2. Modelling visual attention
The approach we take here is to consider vision as part of a control process where a human, or agent, actively chooses task-relevant information from the environment to guide actions and achieve goals [4–8]. Our visual task module approach is inspired by human visual behaviour, in particular a foveated visual system that can be highly specific in accessing particular pieces of information over time. Others have also suggested similar control theoretic or top-down driven approaches [5,9,10]. However, these models have not been applied to modelling human eye movements in a naturalistic, interactive three-dimensional setting. Our critical assumption is that complex behaviour can be broken down into simpler sub-tasks (which we refer to as modules), which operate independently of each other. This approach is suggested by observations of eye movements in natural behaviour, where subjects sequentially query the visual image for highly specific task-relevant information, and use that information selectively to accomplish a particular sub-task [11–13]. The problem then reduces to one of choosing which set of sub-tasks should receive new sensory information at any moment. One hypothesis is that sub-tasks are selected to be updated on the basis of a combination of both the behavioural importance of a specific goal, and the module's uncertainty about task-relevant visual information.
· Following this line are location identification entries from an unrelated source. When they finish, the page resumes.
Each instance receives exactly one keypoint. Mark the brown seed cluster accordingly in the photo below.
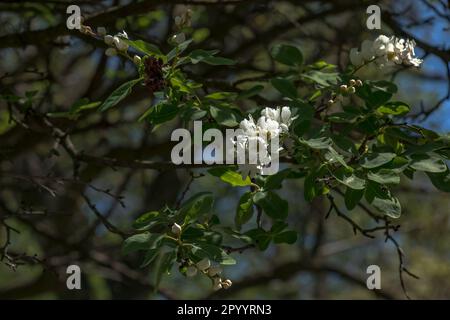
(154, 79)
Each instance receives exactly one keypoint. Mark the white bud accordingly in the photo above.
(108, 39)
(191, 271)
(137, 59)
(204, 264)
(356, 57)
(101, 31)
(111, 52)
(214, 270)
(176, 229)
(285, 115)
(227, 283)
(120, 44)
(179, 38)
(217, 284)
(367, 50)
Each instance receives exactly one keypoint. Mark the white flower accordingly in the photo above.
(108, 39)
(366, 50)
(137, 59)
(110, 52)
(120, 44)
(214, 270)
(176, 229)
(191, 271)
(101, 31)
(217, 284)
(122, 34)
(226, 284)
(356, 57)
(203, 264)
(270, 113)
(249, 170)
(179, 38)
(380, 45)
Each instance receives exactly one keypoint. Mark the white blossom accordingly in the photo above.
(176, 228)
(386, 51)
(108, 39)
(110, 52)
(203, 264)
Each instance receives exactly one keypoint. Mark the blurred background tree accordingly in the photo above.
(47, 224)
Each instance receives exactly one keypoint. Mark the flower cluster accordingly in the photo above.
(271, 125)
(386, 51)
(116, 42)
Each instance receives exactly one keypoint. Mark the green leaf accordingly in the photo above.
(390, 206)
(395, 108)
(272, 204)
(224, 116)
(248, 93)
(384, 176)
(427, 164)
(374, 160)
(353, 197)
(144, 220)
(206, 250)
(230, 176)
(440, 180)
(260, 237)
(160, 113)
(144, 47)
(119, 94)
(285, 87)
(286, 54)
(196, 206)
(178, 49)
(140, 241)
(150, 255)
(318, 143)
(323, 79)
(244, 210)
(348, 179)
(164, 265)
(289, 237)
(208, 57)
(274, 181)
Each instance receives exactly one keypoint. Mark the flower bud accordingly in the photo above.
(101, 31)
(214, 270)
(111, 52)
(227, 283)
(108, 39)
(176, 229)
(191, 271)
(204, 264)
(137, 59)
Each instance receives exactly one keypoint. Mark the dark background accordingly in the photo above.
(57, 227)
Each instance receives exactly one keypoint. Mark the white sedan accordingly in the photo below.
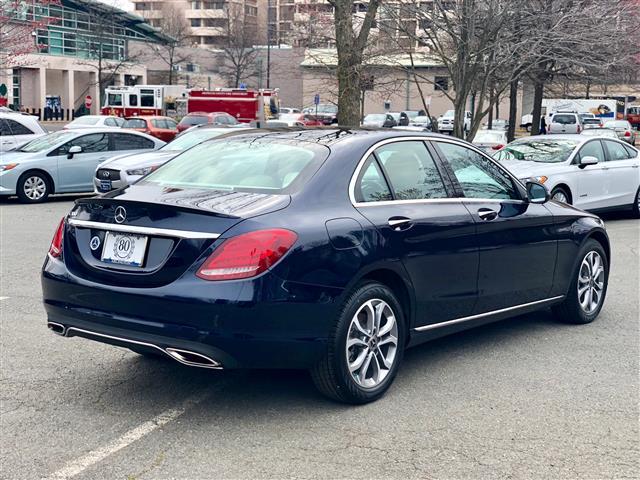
(94, 121)
(592, 173)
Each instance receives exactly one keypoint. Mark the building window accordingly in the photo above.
(441, 83)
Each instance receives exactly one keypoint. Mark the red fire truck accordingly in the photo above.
(141, 99)
(247, 105)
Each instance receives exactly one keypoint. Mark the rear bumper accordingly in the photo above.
(262, 323)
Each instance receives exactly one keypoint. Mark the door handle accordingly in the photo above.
(487, 214)
(399, 223)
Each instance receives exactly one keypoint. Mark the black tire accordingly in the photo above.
(331, 375)
(564, 192)
(33, 187)
(570, 310)
(636, 205)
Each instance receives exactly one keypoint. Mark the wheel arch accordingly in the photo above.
(46, 174)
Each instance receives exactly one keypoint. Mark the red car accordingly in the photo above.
(164, 128)
(201, 118)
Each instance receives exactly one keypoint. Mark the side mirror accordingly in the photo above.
(537, 193)
(73, 150)
(588, 160)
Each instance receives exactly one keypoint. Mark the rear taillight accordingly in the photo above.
(247, 255)
(55, 250)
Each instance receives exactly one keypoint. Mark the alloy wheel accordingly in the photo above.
(34, 187)
(591, 282)
(372, 343)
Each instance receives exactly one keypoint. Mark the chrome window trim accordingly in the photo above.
(370, 150)
(161, 232)
(433, 326)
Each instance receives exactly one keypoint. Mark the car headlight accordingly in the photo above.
(540, 179)
(141, 171)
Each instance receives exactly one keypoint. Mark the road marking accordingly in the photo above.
(74, 467)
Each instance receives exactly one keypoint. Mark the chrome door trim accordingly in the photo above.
(161, 232)
(486, 314)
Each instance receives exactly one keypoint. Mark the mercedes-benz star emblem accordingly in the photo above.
(121, 215)
(94, 244)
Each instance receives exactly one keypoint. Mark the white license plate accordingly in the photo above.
(124, 249)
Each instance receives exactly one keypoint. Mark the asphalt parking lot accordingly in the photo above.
(524, 398)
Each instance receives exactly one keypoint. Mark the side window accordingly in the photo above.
(616, 151)
(478, 176)
(593, 149)
(411, 171)
(17, 128)
(371, 185)
(128, 141)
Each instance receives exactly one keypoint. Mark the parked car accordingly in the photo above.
(17, 129)
(92, 121)
(164, 128)
(124, 170)
(327, 113)
(591, 123)
(421, 121)
(288, 110)
(490, 141)
(599, 132)
(211, 118)
(65, 161)
(564, 122)
(623, 129)
(379, 120)
(590, 173)
(294, 250)
(300, 120)
(446, 121)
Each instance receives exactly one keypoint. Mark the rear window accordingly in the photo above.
(135, 123)
(249, 165)
(194, 120)
(564, 119)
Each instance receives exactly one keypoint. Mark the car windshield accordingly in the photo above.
(375, 117)
(135, 123)
(194, 120)
(43, 143)
(540, 150)
(488, 137)
(194, 137)
(85, 121)
(247, 164)
(616, 124)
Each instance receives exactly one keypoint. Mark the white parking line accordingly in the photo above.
(78, 465)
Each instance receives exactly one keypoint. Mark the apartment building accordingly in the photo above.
(209, 19)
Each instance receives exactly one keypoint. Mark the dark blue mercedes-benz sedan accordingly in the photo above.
(331, 250)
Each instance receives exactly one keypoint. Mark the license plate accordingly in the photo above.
(105, 185)
(124, 249)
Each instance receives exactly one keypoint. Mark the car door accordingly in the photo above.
(592, 180)
(516, 239)
(623, 173)
(75, 171)
(401, 190)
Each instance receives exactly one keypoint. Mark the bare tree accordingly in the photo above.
(351, 42)
(175, 27)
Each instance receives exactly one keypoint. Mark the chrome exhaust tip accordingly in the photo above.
(191, 358)
(57, 328)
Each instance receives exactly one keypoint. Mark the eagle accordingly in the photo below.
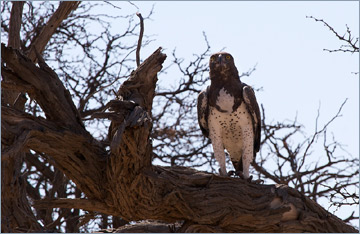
(229, 115)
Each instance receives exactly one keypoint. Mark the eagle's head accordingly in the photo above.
(222, 63)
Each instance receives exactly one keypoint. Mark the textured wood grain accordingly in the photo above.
(123, 182)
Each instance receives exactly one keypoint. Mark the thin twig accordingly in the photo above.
(140, 38)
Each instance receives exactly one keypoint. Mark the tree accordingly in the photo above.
(60, 167)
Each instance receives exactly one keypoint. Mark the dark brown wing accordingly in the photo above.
(203, 111)
(253, 107)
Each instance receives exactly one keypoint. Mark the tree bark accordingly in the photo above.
(64, 9)
(124, 183)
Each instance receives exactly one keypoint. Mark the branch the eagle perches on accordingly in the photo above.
(123, 182)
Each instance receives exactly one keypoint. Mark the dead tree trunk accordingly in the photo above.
(123, 182)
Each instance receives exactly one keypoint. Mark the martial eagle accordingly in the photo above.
(229, 115)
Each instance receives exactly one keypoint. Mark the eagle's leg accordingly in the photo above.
(248, 153)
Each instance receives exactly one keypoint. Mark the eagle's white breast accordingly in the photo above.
(225, 100)
(231, 130)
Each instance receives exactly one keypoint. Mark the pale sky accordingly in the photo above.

This process can be formalized by using explicit representations of reward and uncertainty. This type of uncertainty-weighted reward decision framework was proposed by Sprague et al. . They demonstrated a simulated agent that could successfully select task-relevant visual information coordinated among three competing tasks involved in navigation. However, this model was not applied to directly predict human gaze behaviour. This paper demonstrates a similar model of human visual processing and control where task-oriented modules representing reward and uncertainty are used to direct driving in a dynamic, noisy environment. Additionally, the model generates temporal variations in gaze deployment similar to those seen in humans driving in a virtual environment.
Each task module depends on its own set of world-state variables that are relevant to its specific task. In our model, we attempt to replicate the conditions of Sullivan et al. , and include modules for following a car, maintaining a constant speed and staying in a lane. In our driving simulation, relevant state variables for a car-following task module were the agent car's distance to a desired distance behind the leader and the difference between the agent's heading and the angle of this goal. The relevant state variable for a constant speed maintenance module was the absolute speed of the car. Finally, the lane module uses the car's angle to the nearest lane centre. These task modules run concurrently. However, to incorporate a foveation constraint, only one module at a time actively gains new perceptual information. While the human visual system is highly parallel, processing and attentional focus are largely biased towards the fovea, meaning humans typically get information in a serial fashion by foveating different objects over time. We assume that a consequence of this serial process is that when one visual task is accessing new information all other tasks must rely on noisy memory estimates. Based on averages from human data, fixation target selection calculations are repeated every 300 ms. In our data analysis, we accumulate multiple consecutive fixations onto the same object into ‘looks’, replicating the methodology of Sullivan et al.  (also discussed in ).
Figure 1 depicts important elements of Sullivan et al.'s experiment relevant to our model. Subjects were instructed to drive lawfully and to successfully balance the two competing tasks of following a leader car (by maintaining a constant distance behind and staying in the same lane as the leader) and maintaining a constant prespecified speed. Figure 1a,b demonstrates examples of a human subject's fixating the leader car and speedometer, respectively. A photo of the simulator set-up and a subject wearing a head mounted display while driving is shown in figure 1c.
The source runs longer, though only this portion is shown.